I had a dream I killed someone, and all I did was panic about being caught…and cry.

Now I know I’d be a terrible murderer.

@ShootyDoody

Went to a Halloween party at the zoo, the animals were dressed as sexy people.

@Humor_Fetish

Airplanes: offering you the comforts of gas station food/drinks at popular night club prices

@TheAlexNevil

Psychic: People say I’m not a real psychic
Therapist: And how does that make you—
Psychic: shower?
Therapist: No
Psychic: potato?
Therapist: No
Psychic: vomit?
Therapist: I think I see the problem

@KeetPotato

me: “i don’t appreciate being laughed at”
seaworld employee: “sir that’s just the noise dolphins make”

@Pork_Chop_Hair

My first day in hell I accidentally bump into the meteor that killed the dinosaurs in the cafeteria.
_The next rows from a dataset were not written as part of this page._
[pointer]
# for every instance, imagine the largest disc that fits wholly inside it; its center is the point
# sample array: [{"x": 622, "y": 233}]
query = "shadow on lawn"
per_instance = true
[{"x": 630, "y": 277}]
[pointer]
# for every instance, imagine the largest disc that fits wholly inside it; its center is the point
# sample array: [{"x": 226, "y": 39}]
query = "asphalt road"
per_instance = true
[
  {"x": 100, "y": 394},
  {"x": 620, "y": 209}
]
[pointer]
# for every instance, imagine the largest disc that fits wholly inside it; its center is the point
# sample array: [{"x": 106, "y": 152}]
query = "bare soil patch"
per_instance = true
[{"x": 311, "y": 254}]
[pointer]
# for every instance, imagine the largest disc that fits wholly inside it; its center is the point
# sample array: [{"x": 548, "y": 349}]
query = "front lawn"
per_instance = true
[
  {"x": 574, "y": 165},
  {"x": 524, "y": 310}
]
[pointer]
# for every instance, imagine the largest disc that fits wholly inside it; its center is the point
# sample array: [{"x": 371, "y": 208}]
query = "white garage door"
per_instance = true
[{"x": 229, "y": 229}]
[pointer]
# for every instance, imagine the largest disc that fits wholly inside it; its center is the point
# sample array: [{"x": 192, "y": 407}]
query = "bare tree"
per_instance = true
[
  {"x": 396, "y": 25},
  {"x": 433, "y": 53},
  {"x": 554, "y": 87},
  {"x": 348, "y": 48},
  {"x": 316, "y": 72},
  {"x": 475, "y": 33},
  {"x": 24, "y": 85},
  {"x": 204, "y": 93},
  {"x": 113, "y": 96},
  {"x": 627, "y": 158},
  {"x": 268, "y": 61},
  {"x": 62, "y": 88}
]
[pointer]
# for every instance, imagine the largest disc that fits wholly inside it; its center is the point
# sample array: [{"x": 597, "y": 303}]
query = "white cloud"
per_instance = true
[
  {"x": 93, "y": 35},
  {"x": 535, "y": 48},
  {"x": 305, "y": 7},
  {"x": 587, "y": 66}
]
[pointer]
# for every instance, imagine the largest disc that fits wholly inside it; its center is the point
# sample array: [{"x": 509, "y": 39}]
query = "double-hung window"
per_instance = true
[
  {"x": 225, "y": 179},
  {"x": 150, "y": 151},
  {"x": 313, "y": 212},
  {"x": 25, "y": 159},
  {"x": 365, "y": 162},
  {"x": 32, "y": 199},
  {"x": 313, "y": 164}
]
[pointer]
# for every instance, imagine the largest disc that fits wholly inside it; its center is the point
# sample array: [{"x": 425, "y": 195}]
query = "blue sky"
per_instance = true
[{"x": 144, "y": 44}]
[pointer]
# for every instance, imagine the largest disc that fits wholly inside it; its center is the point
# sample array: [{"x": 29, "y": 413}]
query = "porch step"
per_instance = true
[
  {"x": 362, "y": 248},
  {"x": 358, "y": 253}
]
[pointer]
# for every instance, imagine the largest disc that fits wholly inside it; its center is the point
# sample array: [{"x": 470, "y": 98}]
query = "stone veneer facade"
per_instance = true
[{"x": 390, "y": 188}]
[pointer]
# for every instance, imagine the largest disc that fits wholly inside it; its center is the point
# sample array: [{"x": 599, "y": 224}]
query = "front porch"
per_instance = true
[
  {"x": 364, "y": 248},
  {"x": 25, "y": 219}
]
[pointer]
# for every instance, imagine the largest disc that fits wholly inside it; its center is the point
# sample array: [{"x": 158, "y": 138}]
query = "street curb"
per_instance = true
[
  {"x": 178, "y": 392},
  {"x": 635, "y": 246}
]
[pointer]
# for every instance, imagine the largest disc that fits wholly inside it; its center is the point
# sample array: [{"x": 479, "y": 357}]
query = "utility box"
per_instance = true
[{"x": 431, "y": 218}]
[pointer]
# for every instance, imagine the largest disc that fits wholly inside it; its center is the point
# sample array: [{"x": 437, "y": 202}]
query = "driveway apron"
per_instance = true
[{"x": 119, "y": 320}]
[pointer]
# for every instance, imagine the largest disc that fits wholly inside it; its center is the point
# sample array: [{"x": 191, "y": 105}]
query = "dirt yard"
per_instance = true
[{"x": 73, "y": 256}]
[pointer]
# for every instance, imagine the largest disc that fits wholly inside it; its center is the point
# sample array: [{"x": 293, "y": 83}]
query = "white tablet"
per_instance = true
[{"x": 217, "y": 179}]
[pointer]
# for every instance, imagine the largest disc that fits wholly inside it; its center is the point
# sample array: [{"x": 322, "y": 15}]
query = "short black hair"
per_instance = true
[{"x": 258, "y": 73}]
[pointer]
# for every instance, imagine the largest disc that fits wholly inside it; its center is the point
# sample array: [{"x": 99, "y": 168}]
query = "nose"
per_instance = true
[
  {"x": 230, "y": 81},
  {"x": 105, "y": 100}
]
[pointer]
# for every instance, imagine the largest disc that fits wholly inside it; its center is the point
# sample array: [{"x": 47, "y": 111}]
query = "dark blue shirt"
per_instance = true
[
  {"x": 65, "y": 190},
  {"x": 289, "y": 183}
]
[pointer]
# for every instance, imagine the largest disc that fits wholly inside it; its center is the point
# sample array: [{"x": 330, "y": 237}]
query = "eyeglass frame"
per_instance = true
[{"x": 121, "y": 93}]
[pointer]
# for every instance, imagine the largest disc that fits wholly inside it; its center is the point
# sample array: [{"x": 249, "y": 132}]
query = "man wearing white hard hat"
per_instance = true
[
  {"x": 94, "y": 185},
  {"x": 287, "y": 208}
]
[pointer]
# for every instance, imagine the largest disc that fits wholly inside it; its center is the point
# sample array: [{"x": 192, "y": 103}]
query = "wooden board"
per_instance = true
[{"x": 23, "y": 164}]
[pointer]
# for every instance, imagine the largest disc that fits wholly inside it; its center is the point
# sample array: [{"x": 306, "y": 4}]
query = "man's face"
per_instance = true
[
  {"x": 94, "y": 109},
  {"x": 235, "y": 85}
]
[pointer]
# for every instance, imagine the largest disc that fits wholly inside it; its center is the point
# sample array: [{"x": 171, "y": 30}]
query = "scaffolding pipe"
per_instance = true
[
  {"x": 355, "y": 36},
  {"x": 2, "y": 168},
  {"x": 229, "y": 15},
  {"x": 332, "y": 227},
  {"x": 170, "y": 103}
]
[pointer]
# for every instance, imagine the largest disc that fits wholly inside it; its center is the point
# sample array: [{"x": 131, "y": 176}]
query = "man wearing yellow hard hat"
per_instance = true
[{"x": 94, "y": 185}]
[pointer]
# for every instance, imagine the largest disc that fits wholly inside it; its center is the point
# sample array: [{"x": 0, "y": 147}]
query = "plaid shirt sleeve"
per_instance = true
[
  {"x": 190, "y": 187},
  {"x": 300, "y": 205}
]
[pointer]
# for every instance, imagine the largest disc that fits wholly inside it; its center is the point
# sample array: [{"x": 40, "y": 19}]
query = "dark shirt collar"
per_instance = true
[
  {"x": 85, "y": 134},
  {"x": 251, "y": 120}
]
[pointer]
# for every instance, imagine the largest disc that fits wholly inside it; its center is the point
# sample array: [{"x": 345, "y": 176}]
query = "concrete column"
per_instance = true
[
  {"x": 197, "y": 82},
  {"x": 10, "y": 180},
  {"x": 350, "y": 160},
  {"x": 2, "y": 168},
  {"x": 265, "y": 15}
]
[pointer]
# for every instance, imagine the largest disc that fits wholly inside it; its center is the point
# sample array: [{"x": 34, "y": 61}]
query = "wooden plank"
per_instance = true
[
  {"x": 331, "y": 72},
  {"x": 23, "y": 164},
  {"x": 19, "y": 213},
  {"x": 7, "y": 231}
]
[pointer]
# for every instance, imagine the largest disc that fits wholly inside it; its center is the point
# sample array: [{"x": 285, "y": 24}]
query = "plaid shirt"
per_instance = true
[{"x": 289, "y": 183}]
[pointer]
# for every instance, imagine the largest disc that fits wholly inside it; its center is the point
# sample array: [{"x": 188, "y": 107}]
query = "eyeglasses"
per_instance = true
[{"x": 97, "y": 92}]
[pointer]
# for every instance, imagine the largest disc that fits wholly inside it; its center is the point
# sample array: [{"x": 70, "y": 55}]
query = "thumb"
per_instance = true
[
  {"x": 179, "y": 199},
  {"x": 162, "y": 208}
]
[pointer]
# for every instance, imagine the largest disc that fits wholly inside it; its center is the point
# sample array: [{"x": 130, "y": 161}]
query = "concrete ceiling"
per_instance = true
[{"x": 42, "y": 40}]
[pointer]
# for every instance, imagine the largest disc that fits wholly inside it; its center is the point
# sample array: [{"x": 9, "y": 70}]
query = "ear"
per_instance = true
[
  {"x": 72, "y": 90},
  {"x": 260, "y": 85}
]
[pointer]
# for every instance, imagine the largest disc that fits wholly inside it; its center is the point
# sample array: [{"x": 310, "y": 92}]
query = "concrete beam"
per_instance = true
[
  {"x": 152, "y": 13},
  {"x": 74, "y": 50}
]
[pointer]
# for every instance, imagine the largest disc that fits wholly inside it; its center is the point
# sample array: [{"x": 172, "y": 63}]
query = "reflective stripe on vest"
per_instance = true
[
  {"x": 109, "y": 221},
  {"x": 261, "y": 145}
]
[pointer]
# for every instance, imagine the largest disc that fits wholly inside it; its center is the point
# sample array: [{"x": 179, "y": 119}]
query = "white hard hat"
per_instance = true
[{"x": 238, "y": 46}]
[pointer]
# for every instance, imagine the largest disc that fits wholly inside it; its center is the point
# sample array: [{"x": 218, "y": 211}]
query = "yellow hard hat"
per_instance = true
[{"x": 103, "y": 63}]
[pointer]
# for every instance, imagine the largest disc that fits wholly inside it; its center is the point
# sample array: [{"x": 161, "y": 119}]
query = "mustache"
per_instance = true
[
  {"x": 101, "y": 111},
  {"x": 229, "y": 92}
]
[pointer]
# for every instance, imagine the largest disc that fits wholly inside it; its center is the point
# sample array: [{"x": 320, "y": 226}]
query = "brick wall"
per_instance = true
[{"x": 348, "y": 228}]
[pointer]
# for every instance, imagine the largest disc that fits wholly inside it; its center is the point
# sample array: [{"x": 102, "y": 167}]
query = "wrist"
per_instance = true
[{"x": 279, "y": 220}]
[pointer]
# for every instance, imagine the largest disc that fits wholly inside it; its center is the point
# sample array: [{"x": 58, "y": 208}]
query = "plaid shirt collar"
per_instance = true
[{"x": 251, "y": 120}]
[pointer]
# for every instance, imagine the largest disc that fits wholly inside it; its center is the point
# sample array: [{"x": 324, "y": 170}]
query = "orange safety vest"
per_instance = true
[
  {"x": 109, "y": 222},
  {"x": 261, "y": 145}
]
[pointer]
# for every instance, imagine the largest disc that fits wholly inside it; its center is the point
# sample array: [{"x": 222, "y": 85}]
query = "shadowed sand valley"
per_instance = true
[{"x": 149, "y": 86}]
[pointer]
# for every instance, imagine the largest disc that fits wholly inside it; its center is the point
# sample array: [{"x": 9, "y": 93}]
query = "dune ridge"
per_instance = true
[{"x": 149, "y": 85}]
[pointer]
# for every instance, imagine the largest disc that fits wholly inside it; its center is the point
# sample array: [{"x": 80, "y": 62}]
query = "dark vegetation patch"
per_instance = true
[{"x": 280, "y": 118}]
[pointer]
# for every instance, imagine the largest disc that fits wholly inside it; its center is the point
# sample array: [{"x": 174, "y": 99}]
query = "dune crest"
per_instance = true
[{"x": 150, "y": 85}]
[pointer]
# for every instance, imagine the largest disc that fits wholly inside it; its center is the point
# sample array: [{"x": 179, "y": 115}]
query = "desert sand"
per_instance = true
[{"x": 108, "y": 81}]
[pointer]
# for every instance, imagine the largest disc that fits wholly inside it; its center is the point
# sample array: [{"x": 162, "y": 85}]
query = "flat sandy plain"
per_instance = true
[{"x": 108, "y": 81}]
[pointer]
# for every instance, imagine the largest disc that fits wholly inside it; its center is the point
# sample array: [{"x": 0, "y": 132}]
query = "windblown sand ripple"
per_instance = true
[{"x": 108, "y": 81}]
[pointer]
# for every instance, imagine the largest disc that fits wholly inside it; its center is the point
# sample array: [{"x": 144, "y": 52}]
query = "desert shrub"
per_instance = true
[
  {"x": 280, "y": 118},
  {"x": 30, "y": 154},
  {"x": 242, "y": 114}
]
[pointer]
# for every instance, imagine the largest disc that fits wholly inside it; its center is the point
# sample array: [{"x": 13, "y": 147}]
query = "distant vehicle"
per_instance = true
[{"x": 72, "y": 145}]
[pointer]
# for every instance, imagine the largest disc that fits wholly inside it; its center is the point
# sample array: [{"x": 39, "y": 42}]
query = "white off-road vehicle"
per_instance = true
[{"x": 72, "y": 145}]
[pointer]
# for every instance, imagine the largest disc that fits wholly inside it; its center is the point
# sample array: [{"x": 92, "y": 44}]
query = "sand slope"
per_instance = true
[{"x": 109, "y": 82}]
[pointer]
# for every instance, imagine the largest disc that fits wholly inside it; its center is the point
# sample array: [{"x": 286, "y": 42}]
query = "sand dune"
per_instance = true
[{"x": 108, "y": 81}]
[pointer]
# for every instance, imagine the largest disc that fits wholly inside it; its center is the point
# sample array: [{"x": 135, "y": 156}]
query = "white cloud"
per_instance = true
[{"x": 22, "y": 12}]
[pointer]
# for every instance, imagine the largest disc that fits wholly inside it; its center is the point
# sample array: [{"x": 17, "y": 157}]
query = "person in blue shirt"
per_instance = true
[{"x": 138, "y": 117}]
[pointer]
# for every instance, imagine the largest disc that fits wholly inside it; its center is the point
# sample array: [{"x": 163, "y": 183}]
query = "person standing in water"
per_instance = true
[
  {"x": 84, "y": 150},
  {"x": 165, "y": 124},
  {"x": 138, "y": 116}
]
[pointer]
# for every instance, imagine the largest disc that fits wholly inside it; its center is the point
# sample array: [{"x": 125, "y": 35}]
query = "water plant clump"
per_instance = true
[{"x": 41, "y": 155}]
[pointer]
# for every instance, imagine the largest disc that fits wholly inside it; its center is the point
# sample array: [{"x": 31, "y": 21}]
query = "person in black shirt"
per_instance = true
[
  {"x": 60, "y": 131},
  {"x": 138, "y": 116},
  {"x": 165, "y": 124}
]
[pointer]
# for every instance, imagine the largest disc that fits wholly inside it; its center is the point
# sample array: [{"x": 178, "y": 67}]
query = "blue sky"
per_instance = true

Everyone gasps. Satan drops his fork.

@MAB1013

I gave myself whiplash. It couldn’t be helped. Bohemian Rhapsody came on, and my kids weren’t gonna teach themselves how to head bang.

@JohnLyonTweets

This cop is acting like he never saw anyone drive while making waffles before.

@BuckyIsotope

If you go to an animal shelter and ask for a cat, they get really upset if you play them like a guitar and scream ROCK YOU LIKE A FURRICANE.